Fostering stocktake - an opportunity missed
Following today’s publication of the Department for Education’s fostering stocktake report, based on a year of evidence gathering by Sir Martin Narey and Mark Owers, Kevin Williams, chief executive of The Fostering Network, said:
‘Today’s report appears to be a thorough stocktake of the current situation in fostering. However, despite some suggestions about how to refocus funding away from bureaucracy towards frontline support, we are disappointed in the report’s lack of vision and ambition for the future of fostering. While we are pleased with a number of the recommendations we are concerned that overall we will be left with a continuation of the status quo.
‘We welcome the stocktake’s affirmation that foster carers must be treated professionally. Foster carers do an amazing job looking after thousands of children on behalf of our society and it is good to see this so clearly recognised within the report.
‘We are pleased to see that the stocktake has made recommendations that pick up on some of the issues we raised in our submission, including the call on the Government to explore the costs and advantages of a national register of foster carers.
‘We were also heartened to see the recommendations from the report in line with our Keep Connected campaign that when children move placement they should routinely be consulted about the adults and children who are important to them and, unless it is not in their interests, contact with those adults and children should be encouraged and facilitated.
‘However we are shocked that the report states that foster carers are not routinely underpaid and are therefore disappointed that there is no move to ensure that foster carers are properly paid for the work that they do. We fail to see how it is “understandable” that new carers and those caring for younger children should not receive a fee for their fostering. We are also concerned there is no recommendation to review the minimum fostering allowance and that it not recommended that it is extended to staying put.
‘We also feel that the report underplays the impact of badly managed allegations on so many foster carers.
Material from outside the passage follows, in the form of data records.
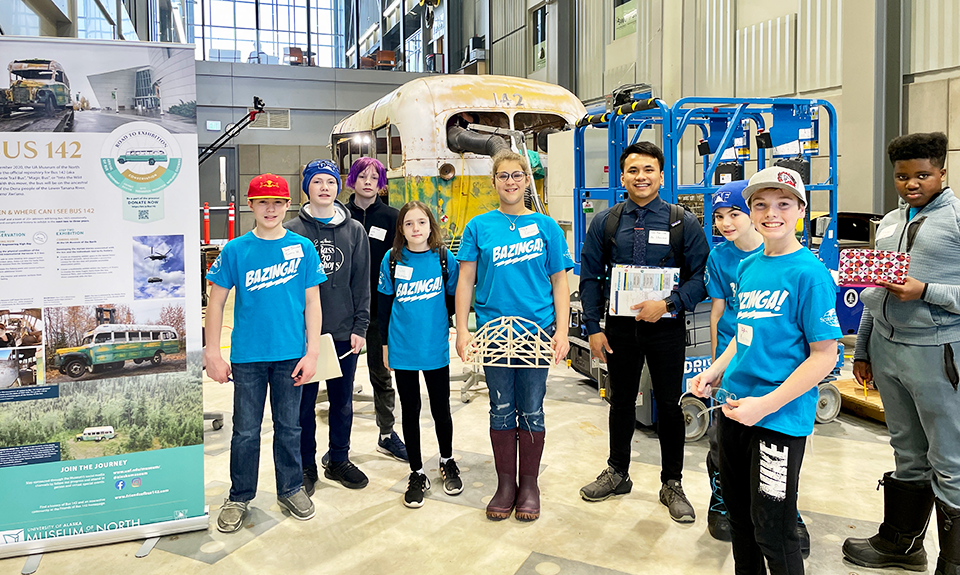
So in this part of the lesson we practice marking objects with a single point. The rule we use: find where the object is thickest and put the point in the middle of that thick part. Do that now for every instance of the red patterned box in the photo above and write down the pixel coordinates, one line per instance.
(867, 267)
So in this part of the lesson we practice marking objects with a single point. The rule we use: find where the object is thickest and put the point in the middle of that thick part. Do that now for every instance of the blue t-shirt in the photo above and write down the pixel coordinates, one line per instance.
(514, 267)
(419, 334)
(784, 303)
(721, 282)
(271, 277)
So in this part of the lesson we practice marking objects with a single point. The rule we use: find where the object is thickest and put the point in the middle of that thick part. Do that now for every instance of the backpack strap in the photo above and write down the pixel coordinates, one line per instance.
(610, 234)
(676, 241)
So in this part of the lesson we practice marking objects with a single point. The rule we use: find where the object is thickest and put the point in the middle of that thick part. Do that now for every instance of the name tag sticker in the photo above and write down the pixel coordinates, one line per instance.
(404, 272)
(292, 252)
(377, 233)
(886, 232)
(659, 237)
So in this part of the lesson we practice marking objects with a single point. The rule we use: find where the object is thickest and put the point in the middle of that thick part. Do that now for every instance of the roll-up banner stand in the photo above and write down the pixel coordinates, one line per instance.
(101, 406)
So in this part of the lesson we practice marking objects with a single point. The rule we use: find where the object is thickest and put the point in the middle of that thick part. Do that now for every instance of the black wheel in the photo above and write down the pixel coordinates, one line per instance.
(828, 403)
(694, 427)
(75, 368)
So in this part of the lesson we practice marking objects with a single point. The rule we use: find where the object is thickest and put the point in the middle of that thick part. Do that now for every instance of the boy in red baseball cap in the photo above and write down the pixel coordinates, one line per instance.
(275, 344)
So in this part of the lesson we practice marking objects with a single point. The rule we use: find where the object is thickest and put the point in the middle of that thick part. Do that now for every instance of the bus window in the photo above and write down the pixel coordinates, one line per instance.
(465, 118)
(395, 149)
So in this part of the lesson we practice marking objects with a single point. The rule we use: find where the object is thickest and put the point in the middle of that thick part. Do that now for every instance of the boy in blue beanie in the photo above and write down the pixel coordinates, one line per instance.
(344, 250)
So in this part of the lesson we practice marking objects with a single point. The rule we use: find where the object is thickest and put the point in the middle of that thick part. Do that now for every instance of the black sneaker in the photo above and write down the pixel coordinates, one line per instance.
(671, 495)
(450, 473)
(418, 484)
(608, 484)
(310, 478)
(346, 474)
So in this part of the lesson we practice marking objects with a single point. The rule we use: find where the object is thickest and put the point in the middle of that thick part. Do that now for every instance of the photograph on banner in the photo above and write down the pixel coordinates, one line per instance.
(93, 419)
(158, 271)
(115, 340)
(53, 90)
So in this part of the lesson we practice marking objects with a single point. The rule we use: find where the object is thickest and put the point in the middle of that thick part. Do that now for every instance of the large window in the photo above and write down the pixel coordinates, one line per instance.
(296, 32)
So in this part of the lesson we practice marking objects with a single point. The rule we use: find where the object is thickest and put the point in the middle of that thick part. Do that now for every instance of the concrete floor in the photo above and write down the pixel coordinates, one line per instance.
(370, 532)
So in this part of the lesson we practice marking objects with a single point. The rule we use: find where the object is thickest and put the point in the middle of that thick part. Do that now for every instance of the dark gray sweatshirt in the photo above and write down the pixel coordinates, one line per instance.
(345, 252)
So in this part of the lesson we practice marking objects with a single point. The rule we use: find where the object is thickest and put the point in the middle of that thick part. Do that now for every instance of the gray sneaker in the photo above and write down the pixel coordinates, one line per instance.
(671, 495)
(608, 484)
(299, 505)
(231, 516)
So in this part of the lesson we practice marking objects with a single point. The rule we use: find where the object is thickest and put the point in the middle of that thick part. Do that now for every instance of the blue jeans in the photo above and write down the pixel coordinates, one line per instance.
(250, 382)
(340, 393)
(516, 396)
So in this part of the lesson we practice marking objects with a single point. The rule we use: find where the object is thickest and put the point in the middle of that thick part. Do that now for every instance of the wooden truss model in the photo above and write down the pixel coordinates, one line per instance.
(510, 342)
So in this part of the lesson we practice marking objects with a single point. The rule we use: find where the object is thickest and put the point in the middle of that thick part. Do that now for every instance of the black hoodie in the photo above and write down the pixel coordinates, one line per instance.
(345, 253)
(378, 215)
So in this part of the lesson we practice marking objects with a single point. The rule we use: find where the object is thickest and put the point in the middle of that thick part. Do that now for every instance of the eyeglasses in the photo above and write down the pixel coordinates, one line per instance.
(720, 397)
(517, 176)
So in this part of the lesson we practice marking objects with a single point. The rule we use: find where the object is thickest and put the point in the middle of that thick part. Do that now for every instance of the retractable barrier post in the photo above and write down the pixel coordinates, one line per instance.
(206, 223)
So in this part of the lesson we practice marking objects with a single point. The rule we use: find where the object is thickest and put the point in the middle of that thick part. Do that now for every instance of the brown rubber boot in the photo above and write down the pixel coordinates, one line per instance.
(504, 443)
(528, 498)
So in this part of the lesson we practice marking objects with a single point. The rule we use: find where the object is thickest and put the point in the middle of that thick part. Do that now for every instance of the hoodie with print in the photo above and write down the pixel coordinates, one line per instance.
(345, 252)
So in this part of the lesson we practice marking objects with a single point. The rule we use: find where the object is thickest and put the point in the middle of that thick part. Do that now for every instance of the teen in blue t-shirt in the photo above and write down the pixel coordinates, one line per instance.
(518, 261)
(784, 346)
(414, 328)
(275, 344)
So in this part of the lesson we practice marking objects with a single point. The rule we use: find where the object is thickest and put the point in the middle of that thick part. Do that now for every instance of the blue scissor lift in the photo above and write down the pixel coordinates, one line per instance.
(787, 126)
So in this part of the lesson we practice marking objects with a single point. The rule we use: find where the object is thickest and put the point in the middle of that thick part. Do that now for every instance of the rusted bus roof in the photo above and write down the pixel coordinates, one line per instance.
(420, 107)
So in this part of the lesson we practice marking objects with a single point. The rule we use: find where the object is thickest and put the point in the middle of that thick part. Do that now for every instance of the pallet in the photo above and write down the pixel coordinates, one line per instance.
(852, 398)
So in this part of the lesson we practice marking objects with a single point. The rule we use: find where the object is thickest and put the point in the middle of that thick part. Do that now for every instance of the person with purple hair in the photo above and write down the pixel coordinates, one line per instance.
(368, 179)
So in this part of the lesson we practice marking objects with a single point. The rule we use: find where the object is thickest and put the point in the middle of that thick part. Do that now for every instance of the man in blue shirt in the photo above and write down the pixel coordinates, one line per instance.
(643, 238)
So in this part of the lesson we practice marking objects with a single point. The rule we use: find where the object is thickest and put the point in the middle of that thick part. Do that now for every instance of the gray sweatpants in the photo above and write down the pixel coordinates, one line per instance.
(922, 408)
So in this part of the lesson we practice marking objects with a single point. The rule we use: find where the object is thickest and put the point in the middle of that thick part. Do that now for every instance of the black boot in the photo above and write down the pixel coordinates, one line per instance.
(717, 523)
(899, 542)
(948, 524)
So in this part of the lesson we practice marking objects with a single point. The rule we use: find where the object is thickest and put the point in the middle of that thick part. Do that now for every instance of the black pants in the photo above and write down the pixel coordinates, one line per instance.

We agree with the report that fostering services must follow the existing guidance for allegations, however the guidance has been in existence for some time and this report offers no recommendations as to how the guidance might be more robustly implemented.
‘There is a fixation on legal status rather than a child’s individual needs, and crucially the call to move children out of fostering into SGOs and adoption completely ignores the availability and benefits of long term foster care and staying put.
'Overall we think this is an opportunity missed to create a foster care system fit for the 21st century and for the tens of thousands of children who live with foster families every day. We will however be responding in detail to the full report and look forward to ongoing engagement through the consultation process.’